Serenity on Marky-Mark
Another Wednesday, another bike ride. This time it was the Blackborow DS and I actually managed to get all of the Green Belt done. It was a slow rollin' affair though. I wasn't speeding through because it was wet and mucky, and I didn't bring my rain pants, or a fender.

So going slower was the order of the day, and I managed to keep pretty clean until the very end when I biffed trying to cross that ditch. Oh well!

I had fun and even met a fellow fat biker along the way. It was a colder ride, with temperatures in the mid to upper 30's for the entire ride. Precipitation was copious and in about every form one could imagine, mostly of the frozen types.
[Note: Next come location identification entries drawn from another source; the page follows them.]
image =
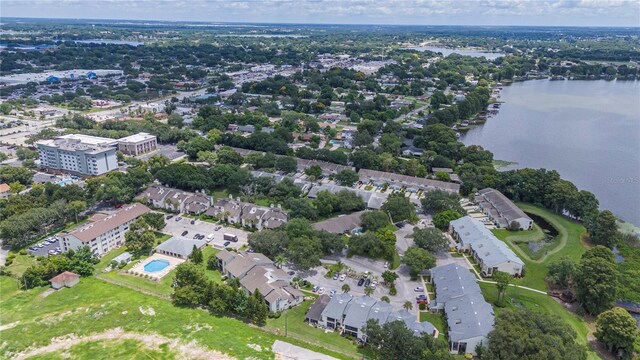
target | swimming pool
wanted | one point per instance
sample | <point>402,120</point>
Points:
<point>156,265</point>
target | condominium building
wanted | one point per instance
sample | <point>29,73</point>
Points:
<point>137,144</point>
<point>105,234</point>
<point>80,154</point>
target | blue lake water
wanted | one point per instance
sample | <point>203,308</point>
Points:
<point>589,131</point>
<point>156,265</point>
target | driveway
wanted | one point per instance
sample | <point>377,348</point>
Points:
<point>176,228</point>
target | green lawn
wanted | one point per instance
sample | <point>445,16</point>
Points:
<point>520,298</point>
<point>94,306</point>
<point>569,246</point>
<point>298,329</point>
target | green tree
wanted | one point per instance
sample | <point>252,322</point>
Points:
<point>313,171</point>
<point>596,284</point>
<point>196,255</point>
<point>441,220</point>
<point>417,260</point>
<point>374,220</point>
<point>399,207</point>
<point>502,280</point>
<point>603,228</point>
<point>537,335</point>
<point>617,330</point>
<point>430,239</point>
<point>305,252</point>
<point>562,272</point>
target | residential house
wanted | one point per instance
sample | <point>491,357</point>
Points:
<point>344,224</point>
<point>503,211</point>
<point>65,279</point>
<point>104,234</point>
<point>470,318</point>
<point>350,314</point>
<point>490,253</point>
<point>257,272</point>
<point>179,247</point>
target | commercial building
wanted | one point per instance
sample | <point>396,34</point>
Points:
<point>104,234</point>
<point>137,144</point>
<point>503,211</point>
<point>78,154</point>
<point>257,272</point>
<point>469,317</point>
<point>490,253</point>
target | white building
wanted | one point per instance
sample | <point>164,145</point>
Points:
<point>490,253</point>
<point>104,234</point>
<point>80,154</point>
<point>137,144</point>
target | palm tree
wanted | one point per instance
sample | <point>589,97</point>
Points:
<point>280,260</point>
<point>368,290</point>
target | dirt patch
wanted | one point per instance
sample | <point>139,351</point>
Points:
<point>191,350</point>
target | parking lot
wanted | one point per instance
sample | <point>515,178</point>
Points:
<point>44,250</point>
<point>404,285</point>
<point>177,227</point>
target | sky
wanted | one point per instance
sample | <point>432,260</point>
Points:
<point>409,12</point>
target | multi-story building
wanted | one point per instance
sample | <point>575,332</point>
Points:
<point>137,144</point>
<point>104,234</point>
<point>79,154</point>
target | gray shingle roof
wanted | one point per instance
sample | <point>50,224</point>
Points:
<point>180,245</point>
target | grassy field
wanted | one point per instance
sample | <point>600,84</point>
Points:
<point>436,320</point>
<point>569,245</point>
<point>519,298</point>
<point>94,306</point>
<point>297,328</point>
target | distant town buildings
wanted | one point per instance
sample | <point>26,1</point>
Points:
<point>104,234</point>
<point>90,155</point>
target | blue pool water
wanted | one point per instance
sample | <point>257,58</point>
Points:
<point>156,265</point>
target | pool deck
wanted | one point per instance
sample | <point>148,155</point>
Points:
<point>157,275</point>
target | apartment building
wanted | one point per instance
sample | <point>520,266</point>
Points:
<point>104,234</point>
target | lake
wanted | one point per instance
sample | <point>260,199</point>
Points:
<point>466,52</point>
<point>589,131</point>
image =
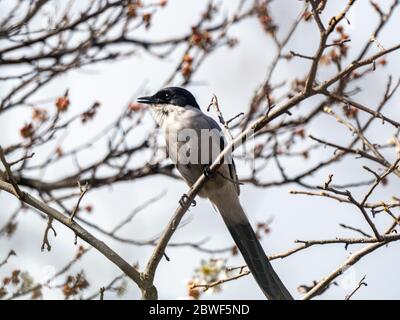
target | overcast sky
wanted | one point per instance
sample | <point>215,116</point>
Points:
<point>233,76</point>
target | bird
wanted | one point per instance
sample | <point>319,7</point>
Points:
<point>193,142</point>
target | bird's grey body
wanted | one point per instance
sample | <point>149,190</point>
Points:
<point>194,140</point>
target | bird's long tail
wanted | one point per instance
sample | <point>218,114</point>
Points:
<point>227,202</point>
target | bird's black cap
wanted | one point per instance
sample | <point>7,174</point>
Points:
<point>172,95</point>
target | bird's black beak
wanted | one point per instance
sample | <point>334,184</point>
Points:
<point>146,100</point>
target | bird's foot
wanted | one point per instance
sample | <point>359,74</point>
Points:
<point>184,200</point>
<point>208,173</point>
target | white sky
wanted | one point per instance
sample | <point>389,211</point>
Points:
<point>232,75</point>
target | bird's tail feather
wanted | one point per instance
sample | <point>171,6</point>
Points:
<point>227,203</point>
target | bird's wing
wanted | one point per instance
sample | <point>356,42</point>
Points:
<point>231,163</point>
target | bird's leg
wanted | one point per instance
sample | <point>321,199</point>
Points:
<point>207,172</point>
<point>184,199</point>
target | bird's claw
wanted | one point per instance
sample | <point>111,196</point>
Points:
<point>184,200</point>
<point>207,172</point>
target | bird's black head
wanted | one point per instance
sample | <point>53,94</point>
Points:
<point>172,95</point>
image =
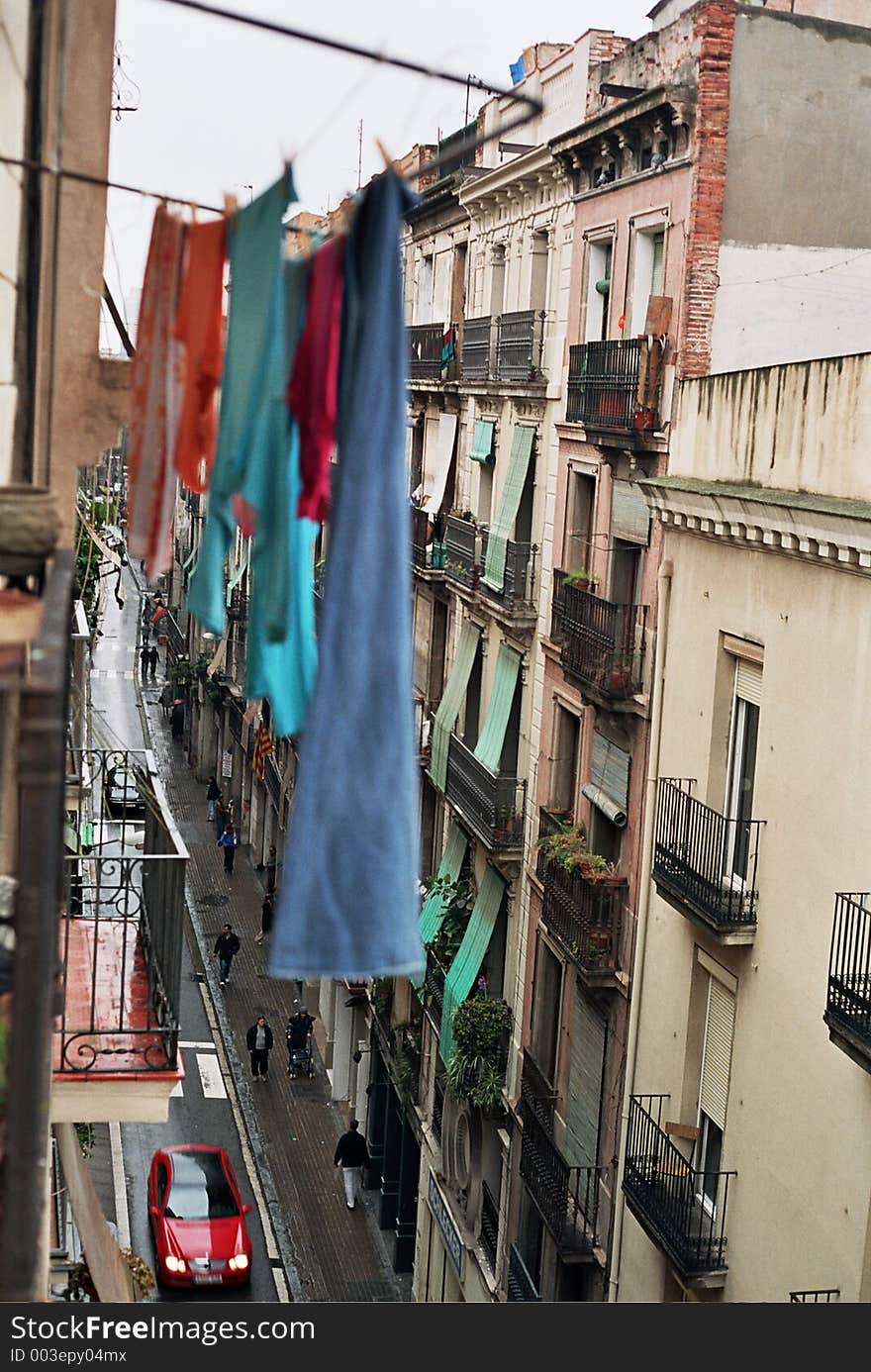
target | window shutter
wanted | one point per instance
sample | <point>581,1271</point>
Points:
<point>718,1052</point>
<point>749,681</point>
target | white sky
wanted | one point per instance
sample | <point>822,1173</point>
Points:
<point>224,105</point>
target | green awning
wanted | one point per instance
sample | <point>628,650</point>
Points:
<point>469,956</point>
<point>446,715</point>
<point>436,905</point>
<point>482,443</point>
<point>504,525</point>
<point>489,748</point>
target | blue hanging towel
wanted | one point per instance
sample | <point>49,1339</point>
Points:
<point>258,457</point>
<point>348,902</point>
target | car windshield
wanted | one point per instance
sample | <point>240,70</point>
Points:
<point>199,1190</point>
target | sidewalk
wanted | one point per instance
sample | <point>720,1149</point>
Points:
<point>330,1253</point>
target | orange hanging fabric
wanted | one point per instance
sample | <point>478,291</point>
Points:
<point>155,400</point>
<point>199,328</point>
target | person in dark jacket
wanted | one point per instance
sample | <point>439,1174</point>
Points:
<point>227,947</point>
<point>259,1041</point>
<point>351,1155</point>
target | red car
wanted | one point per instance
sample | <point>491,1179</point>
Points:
<point>198,1218</point>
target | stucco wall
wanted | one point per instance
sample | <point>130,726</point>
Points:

At one point I am pretty sure I was walloped on the back of the hand by a chunk of slush. Maybe that fell off a tree as I went underneath it, or maybe it was flung down from the heavens, I don't know which.
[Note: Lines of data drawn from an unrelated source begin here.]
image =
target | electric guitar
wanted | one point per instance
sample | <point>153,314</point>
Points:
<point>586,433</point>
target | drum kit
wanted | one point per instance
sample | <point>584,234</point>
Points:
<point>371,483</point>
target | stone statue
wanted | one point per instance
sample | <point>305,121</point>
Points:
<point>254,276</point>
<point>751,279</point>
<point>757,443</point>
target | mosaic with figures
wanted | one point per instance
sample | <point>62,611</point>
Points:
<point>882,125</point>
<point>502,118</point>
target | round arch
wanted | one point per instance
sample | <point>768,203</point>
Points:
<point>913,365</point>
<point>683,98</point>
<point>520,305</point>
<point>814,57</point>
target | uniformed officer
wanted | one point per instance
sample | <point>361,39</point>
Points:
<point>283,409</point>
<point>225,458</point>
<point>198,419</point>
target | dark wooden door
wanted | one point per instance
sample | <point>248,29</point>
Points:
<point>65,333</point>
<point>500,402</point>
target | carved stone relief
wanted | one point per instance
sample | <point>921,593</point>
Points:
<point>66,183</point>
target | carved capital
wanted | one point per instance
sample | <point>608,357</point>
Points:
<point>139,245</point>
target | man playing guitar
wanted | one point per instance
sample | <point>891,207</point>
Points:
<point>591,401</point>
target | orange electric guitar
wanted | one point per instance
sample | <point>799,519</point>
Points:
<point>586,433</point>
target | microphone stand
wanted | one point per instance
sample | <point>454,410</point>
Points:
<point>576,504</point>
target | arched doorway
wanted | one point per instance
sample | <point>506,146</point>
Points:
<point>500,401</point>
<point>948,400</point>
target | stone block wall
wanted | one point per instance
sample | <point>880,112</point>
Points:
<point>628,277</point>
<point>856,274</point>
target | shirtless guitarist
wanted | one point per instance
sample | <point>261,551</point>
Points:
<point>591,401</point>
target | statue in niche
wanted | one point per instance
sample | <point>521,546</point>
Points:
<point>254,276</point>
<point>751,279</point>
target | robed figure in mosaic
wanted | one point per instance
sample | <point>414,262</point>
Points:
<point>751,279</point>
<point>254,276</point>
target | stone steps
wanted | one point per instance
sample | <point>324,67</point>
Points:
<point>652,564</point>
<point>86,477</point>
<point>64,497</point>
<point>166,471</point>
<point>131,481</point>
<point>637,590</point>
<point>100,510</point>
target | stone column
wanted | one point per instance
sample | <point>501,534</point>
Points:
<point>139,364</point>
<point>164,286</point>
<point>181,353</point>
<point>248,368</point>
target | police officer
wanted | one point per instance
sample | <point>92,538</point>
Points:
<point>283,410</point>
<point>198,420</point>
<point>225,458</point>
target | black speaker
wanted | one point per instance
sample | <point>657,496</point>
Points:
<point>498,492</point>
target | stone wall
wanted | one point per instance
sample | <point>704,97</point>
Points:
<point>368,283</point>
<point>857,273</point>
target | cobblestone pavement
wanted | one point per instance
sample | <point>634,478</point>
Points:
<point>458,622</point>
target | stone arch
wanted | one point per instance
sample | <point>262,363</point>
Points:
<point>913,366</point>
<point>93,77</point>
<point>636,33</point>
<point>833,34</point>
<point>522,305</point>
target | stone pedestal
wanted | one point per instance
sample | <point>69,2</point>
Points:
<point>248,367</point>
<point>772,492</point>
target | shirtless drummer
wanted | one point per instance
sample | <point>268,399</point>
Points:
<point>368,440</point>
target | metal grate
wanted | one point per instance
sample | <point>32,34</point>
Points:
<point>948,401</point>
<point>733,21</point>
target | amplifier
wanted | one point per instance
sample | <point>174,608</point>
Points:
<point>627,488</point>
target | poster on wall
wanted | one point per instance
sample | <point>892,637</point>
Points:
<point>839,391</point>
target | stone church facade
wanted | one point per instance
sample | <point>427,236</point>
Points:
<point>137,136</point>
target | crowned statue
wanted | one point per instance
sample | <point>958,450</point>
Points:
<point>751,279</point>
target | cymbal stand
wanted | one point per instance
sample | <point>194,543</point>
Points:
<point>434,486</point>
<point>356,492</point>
The constant precipitation was making the trails constantly more wet, more mucky, and muddy. It never got real sloppy, but there was plenty of standing water and tacky dirt to just outright mud on the single track. I'm okay with that. I had time and a steady fat burn of a ride is just what the doctor ordered after Thanksgiving weekend.

Moss on the bridge.
Black Hawk creek on a dreary, rainy last day of November 2016.
There was a fat bike ride the night before on these trails. Seems as though it will be a weekly thing for a little while until they get their trails sorted over across town after the flooding this past Fall. I don't mind the extra traffic, but I did notice one thing that kind of irritated me and a thing I also find quite ironic. That would be the "lensing" of the trail wherever there was standing water. This is an old term used to describe what happens when riders tend to avoid water on the trail by riding around the puddles, causing a "lens" or widening of the tread.

Original trail directly behind my bike, the bandit line is to the left here.
  I chose this example above since it dramatically shows what I mean, but typically this is a much more subtle deal. In fact, in the example above, I don't mind the bandit line as it actually adds to the trail feature and isn't a textbook "lensing" of the trail, per se', but there are a lot of places out there where this has popped up now since the trail is getting a lot of usage during this wet period.
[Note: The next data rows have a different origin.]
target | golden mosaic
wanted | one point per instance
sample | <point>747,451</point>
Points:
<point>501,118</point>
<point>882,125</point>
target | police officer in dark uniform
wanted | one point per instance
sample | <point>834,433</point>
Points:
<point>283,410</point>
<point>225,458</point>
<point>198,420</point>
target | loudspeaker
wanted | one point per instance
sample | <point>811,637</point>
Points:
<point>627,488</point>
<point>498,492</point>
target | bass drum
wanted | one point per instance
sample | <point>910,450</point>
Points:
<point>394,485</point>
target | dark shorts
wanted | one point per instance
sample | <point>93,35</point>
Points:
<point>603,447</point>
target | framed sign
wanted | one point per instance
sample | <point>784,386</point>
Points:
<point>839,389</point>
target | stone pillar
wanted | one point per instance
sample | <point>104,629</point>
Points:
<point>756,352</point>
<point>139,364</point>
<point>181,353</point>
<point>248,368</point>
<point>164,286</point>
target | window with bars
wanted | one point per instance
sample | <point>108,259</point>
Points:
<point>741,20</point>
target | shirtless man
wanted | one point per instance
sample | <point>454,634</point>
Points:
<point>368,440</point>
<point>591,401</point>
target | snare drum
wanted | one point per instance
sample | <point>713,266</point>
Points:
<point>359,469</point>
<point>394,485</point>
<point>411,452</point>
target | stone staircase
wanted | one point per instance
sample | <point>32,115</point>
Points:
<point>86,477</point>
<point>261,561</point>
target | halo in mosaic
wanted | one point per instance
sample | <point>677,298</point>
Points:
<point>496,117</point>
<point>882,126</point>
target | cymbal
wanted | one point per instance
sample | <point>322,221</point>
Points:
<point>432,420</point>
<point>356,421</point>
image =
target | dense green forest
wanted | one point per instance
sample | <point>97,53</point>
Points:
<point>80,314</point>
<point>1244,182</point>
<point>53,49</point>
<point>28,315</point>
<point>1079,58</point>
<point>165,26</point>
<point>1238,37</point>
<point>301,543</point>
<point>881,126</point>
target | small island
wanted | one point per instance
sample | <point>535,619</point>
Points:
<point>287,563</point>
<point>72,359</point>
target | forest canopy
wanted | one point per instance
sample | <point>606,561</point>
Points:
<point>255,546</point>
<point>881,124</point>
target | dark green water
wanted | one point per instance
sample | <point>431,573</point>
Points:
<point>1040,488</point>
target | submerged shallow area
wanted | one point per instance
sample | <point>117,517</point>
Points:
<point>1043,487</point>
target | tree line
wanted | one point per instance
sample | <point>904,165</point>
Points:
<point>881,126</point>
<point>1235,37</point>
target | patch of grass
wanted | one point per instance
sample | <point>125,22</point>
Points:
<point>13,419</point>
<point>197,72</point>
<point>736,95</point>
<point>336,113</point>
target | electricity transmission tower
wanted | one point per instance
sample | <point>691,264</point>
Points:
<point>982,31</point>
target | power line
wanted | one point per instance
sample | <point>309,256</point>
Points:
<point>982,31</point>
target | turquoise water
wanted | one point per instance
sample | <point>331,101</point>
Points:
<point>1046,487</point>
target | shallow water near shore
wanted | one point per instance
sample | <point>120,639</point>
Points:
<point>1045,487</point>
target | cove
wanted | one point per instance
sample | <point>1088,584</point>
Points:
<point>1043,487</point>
Anyway, what a lot of younger off roaders do not understand is that the tread, or the single track line, is actually a harder bottom than where you ride around the water puddles. Riding around the puddles erodes more land, detracts from the aesthetic appeal of the trail when things dry up, and actually ends up getting you more dirty than if you just rode straight through the water. But the biggest deal to me is that it widens out the tread and the single track becomes "not single track" every where there is water.

Keep Single Track Single Please!

Bridge Troll
 The ironic thing is that these folks supposedly were doing a fat bike ride and were avoiding doing "fat biking". I mean, it is why you got the thing, isn't it? To go through the mud, water, sand, snow, and rocks? It isn't a road bike, fer cryin' out loud! A little water on the trail is not to be avoided, it is to be celebrated and ridden through. Heck, if you are that afraid of getting you and your bike wet, slow down, take it easy, and grin all the way through. If that doesn't work, why are you even riding off road? 

Well, whatever. I am not going to be afraid to do a little swampin' out in the Green Belt, and I will be doing my part to Keep The Single Track Single.